You have probably heard the phrase "it's complicated" yet when it concerns families, why must this be the case?

The title of this article "The Uncle I Never Met" hit me rather hard. I often think my nieces and nephews--even my brothers and sisters--merely know me as their brother, their uncle, a long-time bachelor, the guy who visits during the holidays but know little else about my life. 

I often think I'm the man my family has never met. 

I once mentioned (a few years back) in a conversation with my brother Scott that not once in the 30 years + since I came out has the family ever asked, "hey, you seeing anyone?" or anything else that remotely approaches a personal question.

And it is not that I have ever felt unwelcome. Far from it, but what I have felt is not included or that we put on the white gloves when we talk. I have always felt family members only ask what they want to know, pulling pack just shy of anything important... you know, it's the usual "how's work? how's your car running?" That sort of thing. 

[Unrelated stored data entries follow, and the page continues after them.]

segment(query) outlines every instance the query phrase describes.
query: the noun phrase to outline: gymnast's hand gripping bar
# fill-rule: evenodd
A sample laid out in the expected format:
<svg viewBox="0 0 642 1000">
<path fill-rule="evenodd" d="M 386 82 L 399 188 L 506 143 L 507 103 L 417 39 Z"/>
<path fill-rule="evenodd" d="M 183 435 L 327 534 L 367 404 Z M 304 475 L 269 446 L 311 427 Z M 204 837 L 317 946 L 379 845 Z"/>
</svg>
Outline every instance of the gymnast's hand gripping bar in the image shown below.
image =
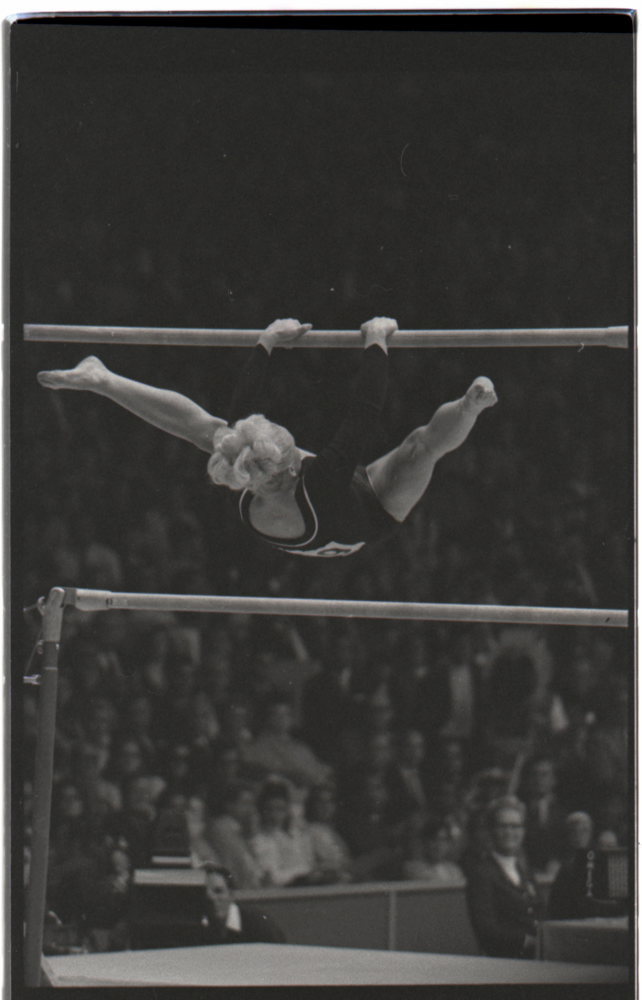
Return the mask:
<svg viewBox="0 0 642 1000">
<path fill-rule="evenodd" d="M 25 323 L 24 339 L 86 344 L 254 347 L 263 330 Z M 389 347 L 628 347 L 628 326 L 541 330 L 398 330 Z M 290 347 L 363 347 L 358 330 L 310 330 Z"/>
</svg>

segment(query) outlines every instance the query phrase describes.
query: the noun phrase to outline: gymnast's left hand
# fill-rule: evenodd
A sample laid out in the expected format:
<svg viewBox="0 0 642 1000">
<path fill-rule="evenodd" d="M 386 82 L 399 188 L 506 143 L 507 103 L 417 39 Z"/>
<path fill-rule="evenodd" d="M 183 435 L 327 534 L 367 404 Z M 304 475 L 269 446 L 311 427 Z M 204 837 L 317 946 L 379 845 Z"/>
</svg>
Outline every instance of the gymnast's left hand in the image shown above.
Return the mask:
<svg viewBox="0 0 642 1000">
<path fill-rule="evenodd" d="M 312 323 L 299 323 L 298 319 L 275 319 L 261 334 L 259 343 L 268 350 L 289 347 L 311 329 Z"/>
</svg>

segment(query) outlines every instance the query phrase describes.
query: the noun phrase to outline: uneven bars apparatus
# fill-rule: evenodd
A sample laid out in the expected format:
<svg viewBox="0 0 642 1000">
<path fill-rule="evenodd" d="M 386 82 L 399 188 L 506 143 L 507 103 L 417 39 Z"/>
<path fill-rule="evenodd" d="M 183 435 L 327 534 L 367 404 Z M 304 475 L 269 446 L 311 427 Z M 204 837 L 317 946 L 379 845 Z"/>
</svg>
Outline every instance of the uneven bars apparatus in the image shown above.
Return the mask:
<svg viewBox="0 0 642 1000">
<path fill-rule="evenodd" d="M 254 347 L 263 330 L 26 323 L 24 339 L 86 344 Z M 532 330 L 398 330 L 390 347 L 628 347 L 628 326 Z M 310 330 L 287 347 L 363 347 L 358 330 Z"/>
<path fill-rule="evenodd" d="M 306 615 L 337 618 L 395 618 L 414 621 L 495 622 L 530 625 L 589 625 L 626 628 L 622 610 L 501 607 L 487 604 L 413 604 L 393 601 L 331 601 L 290 597 L 130 594 L 54 587 L 38 603 L 43 615 L 36 773 L 34 780 L 31 874 L 27 896 L 25 985 L 39 986 L 47 894 L 51 787 L 56 731 L 58 651 L 65 606 L 79 611 L 192 611 L 220 614 Z"/>
<path fill-rule="evenodd" d="M 152 327 L 99 327 L 25 324 L 26 341 L 177 346 L 252 347 L 262 330 L 204 330 Z M 398 331 L 392 347 L 628 347 L 626 326 L 579 329 L 407 330 Z M 290 347 L 361 347 L 359 331 L 316 330 Z M 53 588 L 39 602 L 43 615 L 43 657 L 39 678 L 33 839 L 29 879 L 25 985 L 39 986 L 47 889 L 51 789 L 56 726 L 58 651 L 67 604 L 79 610 L 195 611 L 219 613 L 320 615 L 324 617 L 396 618 L 420 621 L 496 622 L 536 625 L 590 625 L 625 628 L 628 612 L 582 608 L 520 608 L 496 605 L 411 604 L 376 601 L 318 601 L 296 598 L 201 597 L 169 594 L 117 594 L 109 591 Z"/>
</svg>

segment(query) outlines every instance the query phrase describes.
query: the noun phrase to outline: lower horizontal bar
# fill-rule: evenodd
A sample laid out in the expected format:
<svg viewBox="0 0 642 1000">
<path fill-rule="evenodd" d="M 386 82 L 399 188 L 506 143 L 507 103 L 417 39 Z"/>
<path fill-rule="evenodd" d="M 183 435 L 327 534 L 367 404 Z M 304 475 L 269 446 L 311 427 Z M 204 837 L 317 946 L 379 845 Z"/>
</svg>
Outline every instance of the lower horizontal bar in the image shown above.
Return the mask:
<svg viewBox="0 0 642 1000">
<path fill-rule="evenodd" d="M 400 618 L 413 621 L 497 622 L 513 625 L 605 625 L 626 628 L 628 611 L 528 608 L 493 604 L 411 604 L 405 601 L 329 601 L 298 597 L 121 594 L 69 589 L 65 603 L 80 611 L 204 611 L 220 614 L 308 615 L 324 618 Z"/>
<path fill-rule="evenodd" d="M 25 340 L 86 344 L 253 347 L 262 330 L 26 323 Z M 391 347 L 628 347 L 628 326 L 550 330 L 399 330 Z M 362 347 L 358 330 L 311 330 L 289 347 Z"/>
</svg>

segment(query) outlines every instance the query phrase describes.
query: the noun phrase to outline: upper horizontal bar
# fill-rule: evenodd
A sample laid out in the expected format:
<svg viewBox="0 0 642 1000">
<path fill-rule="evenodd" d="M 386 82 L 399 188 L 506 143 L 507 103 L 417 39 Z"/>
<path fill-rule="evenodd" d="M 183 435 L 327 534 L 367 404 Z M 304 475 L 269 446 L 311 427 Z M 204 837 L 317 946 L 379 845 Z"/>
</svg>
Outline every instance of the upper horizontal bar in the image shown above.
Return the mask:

If my family feels uncomfortable inquiring about my life, they've, in turn, given me little cause to feel comfortable sharing in kind. I suppose this is the proverbial quandary "which came first? The chicken or the egg?" 

Some members of my family have not once visited my home where I have lived for 20 years. Surprisingly--at least to me--I do not feel anger about this, just some sort of detached reticence about it all. Oddly enough, I don't feel that my family and I have a poor relationship. Instead, I feel that we barely have one at all.

I guess I don't feel anything, which in all honesty if I let myself dwell upon it, makes me sad. 

My son and my friends here in South Bend (and my Uncle Garry and his wife Martina) are the only ones who I feel a familial connection, but I do have to wonder: Is this unusual? Is this how other families live their lives? I know I would certainly like it to be more than it is. 

My son Wes often jokes with me about an event that happened close to 20 years ago when my brother Bryan, on a number of occasions, asked me to move back to Rochester (our hometown) to teach and to be closer to the family. I've always said no, that I didn't wish to live in a small community where prying, judgmental eyes are too privy to my life, where everybody knows everything about you whether you want them to--or not. 

Gay people, born and raised in small towns, for decades, know the hows and the whys they flee their hometowns for larger communities. 

Yesterday at the Coming Out Stories night, roughly a dozen people (myself included) recounted their recollections of coming out. It struck me that even after all the inroads the gay community has made since I came out in 1982, people today still experience a great deal of trepidation when seeking their family's love and acceptance. Why is it we find acceptance from our friends far easier than we do our families? 

For the author of this moving piece (this article can be found at yesterday's The Huffington Post), broaching the subject just was not possible in 1959, so why is it so hard for some families to do in 2016?